Adrianna is a Historical Interpreter for the City of Toronto since 2007. Her love for storytelling has led to many theatre-in-education projects through many museum houses: Gibson House, Colborne Lodge, Montgomery’s Inn, Zion Schoolhouse, Ontario Science Centre, and the ROM. Adrianna toured Ontario in 2013 with “The Wharf” as an Irish immigrant coming to Canada with the Red Path Tall Ship 1812 Tour. She is currently part of the Colborne Lodge’s team where she participates in program delivery and development, including summer camp and special events, and social media digital storytelling. Adrianna also leads historical walks, talks, and tours at her museum locations.
She has also written several unique theatrical experiences complete with interactive components, including hearth cooking workshops with edible history!
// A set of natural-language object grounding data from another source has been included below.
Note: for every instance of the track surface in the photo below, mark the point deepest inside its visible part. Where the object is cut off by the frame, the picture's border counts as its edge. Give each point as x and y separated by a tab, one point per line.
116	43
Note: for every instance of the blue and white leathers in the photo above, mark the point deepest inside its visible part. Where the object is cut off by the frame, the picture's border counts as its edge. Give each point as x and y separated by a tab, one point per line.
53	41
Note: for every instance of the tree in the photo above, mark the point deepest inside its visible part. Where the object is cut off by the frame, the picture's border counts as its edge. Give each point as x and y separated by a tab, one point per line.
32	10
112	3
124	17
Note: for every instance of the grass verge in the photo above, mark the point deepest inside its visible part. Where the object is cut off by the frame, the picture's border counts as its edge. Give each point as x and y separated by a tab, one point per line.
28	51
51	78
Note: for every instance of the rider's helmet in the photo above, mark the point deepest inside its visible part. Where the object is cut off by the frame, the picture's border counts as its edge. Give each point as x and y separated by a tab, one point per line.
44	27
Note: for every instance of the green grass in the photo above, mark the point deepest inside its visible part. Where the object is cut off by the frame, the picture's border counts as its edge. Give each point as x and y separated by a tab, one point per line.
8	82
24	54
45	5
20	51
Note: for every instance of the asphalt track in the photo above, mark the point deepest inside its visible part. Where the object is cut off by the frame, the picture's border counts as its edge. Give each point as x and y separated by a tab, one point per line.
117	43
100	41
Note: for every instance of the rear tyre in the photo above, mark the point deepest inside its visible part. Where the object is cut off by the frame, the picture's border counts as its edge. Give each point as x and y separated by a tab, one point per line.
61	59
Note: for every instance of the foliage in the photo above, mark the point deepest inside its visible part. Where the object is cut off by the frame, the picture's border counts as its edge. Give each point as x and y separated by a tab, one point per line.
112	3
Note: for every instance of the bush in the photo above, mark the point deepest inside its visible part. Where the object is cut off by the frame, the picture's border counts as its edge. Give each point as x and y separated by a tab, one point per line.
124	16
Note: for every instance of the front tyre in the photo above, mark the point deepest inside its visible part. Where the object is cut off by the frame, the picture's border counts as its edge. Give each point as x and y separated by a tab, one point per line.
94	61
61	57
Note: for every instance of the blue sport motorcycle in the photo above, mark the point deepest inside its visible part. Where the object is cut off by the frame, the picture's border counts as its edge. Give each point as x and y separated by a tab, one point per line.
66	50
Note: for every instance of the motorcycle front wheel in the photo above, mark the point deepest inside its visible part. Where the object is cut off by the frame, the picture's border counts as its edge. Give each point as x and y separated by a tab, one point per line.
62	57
As Playwright in Residence at Gibson House Museum and Zion Schoolhouse from 2008-2012, Adrianna created four theatrical productions and the outreach theatre program of “The Lost Ladies”. These events sell out quickly, and audiences adored Adrianna’s portrayal of Catherine Flinn in her theatre-in-situ play “Pratties & Point” calling her use of acting, history and improvisation “creative” and “wonderful” and “so imaginative”. Here is a look at some of her projects:
“Theatre-in-education specialist Adrianna Prosser’s transformation into Catherine Flinn will fascinate, touch your heart and entertain while you immerse yourself in this 1800s environment. Inspired by the intriguing reference to a young Irish immigrant in the Gibson household in the 1851 census, Adrianna’s research into diaries and documents of the Irish experience has enabled her to create a living Catherine whom visitors will come to admire and care about. Hear tales of the famine and what it was like to travel to Upper Canada.”
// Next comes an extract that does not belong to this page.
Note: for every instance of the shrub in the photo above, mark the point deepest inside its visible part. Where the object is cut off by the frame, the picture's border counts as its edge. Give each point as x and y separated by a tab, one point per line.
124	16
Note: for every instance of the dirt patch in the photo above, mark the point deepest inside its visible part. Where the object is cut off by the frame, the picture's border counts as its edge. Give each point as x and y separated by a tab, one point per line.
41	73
“The lady that portrayed Catherine Flinn was amazing. It was so real and she took you back to this time period.”
-Joyce Dennie, Pratties & Point Attendee 2009
Women in history often go unheard, which led Adrianna to write a historical look at what the women of Victorian Toronto had to go through when civil war broke out on Yonge Street in the 1837 Upper Canada Rebellion. Adrianna wrote and acted in her “Rebellious Women: Teaspoons Raised” to an over-sold out run with the Storytelling Festival of Toronto in April 2011. The show was remounted for the 175th Anniversary of the 1837 Upper Canada Rebellion in December 2012, and for Canada 150 celebrations in 2016. The story of Mrs. Gibson and her neighbors recount the story of the wives, mothers, daughters, and sisters of the men who fought bravely that December.
When Adrianna moved into the Zion Schoolhouse as an historical interpreter she was inspired to tell the stories of all the Schoolmistresses of the 1900’s. Taken from diaries and letters, her play deals with the hardships of being a woman surrounded by the community she serves. Her journey through finding love, being accepted as a working woman in a new era, as well as dealing with WWI, “Hattie” is a story about how the Edwardian woman came to be the modern woman. Joining her team is Maggie Newell, Liam Hanebury, and Sarah Brose as the cast of “The Secret Life of a Schoolmistress” which sold out both runs and even made the Toronto Life’s Top 6 Things to do in Toronto November 2011! A remount in April 2012 had in attendance Ann-Marie Macdonald, the Canadian Literary icon and playwright, with her daughter, and both hailed Adrianna’s production as “wonderful work.”
Adrianna’s creation of The Lost Ladies was to raise heritage awareness, in particular of Zion Schoolhouse Museum. These clown-like ladies go out into Toronto to “get lost” at events and meet new audience for the museum. Several videos have been created by Adrianna, who is the main Lost Lady, Lady Myrtle.
View the videos here at Zion Schoolhouse’s Facebook Page
Adrianna’s “War for Dessert” was adapted into a theatre-in-education program to tour the City of Toronto Museums in 2013. Collaborating with Liam Hanebury, a multimedia experiment was created to explore the reasons why the War of 1812 happened in Canada. It combined puppetry, projections, and of course, dessert.